It is unfortunate the Florida effort to amend the state constitution to allow felons to vote specifically excludes those convicted of murder and sex offenses and will enshrine bigotry and discrimination against those people into the state constitution. Apparently redemption, second chances and good citizenship and voting are okay for only some felons. Thus corrupt government officials who sell out their offices can regain their voting rights but others cannot.
Martin Luther King sought the right to vote for all Americans; he did not do so at the expense of others, whether white, Hispanic or such. The GLBT movement has sought rights and equality for all GLBT people. Thus today a gay person convicted of murder can get married but in Florida will not be allowed to vote if this amendment passes.
Even worse, is it is faith-based groups leading the effort to further discriminate against and disenfranchise people convicted of murder and sex offenses in Florida. Would Jesus really not want sex offenders and murderers to vote, or would he believe they too are entitled to citizenship and human dignity?
I was convicted of murder in 1987, served seventeen years in prison, and I live in Florida and while the state and everyone pushing this amendment wants me to follow the law and pay taxes, they do not want me to vote. And no one will tell me why I should not be able to vote. If convicted felons can’t vote we should not have to pay taxes. Yet no one is saying that.

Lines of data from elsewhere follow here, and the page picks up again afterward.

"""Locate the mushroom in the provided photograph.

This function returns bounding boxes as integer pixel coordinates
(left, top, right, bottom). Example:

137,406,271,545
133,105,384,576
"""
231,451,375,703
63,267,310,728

I have advocated for felon and prisoner voting rights since 1989 but have never thought that the rights of one group of poor, oppressed and disenfranchised people should come at the expense of another. I hope that people of faith and conscience ask themselves what would Dr. King and what would Jesus do before they consider voting for this amendment. Would they throw murderers and sex offenders under the bus of political expediency? If they wouldn’t, why should you?
I am the executive director of the Human Rights Defense Center.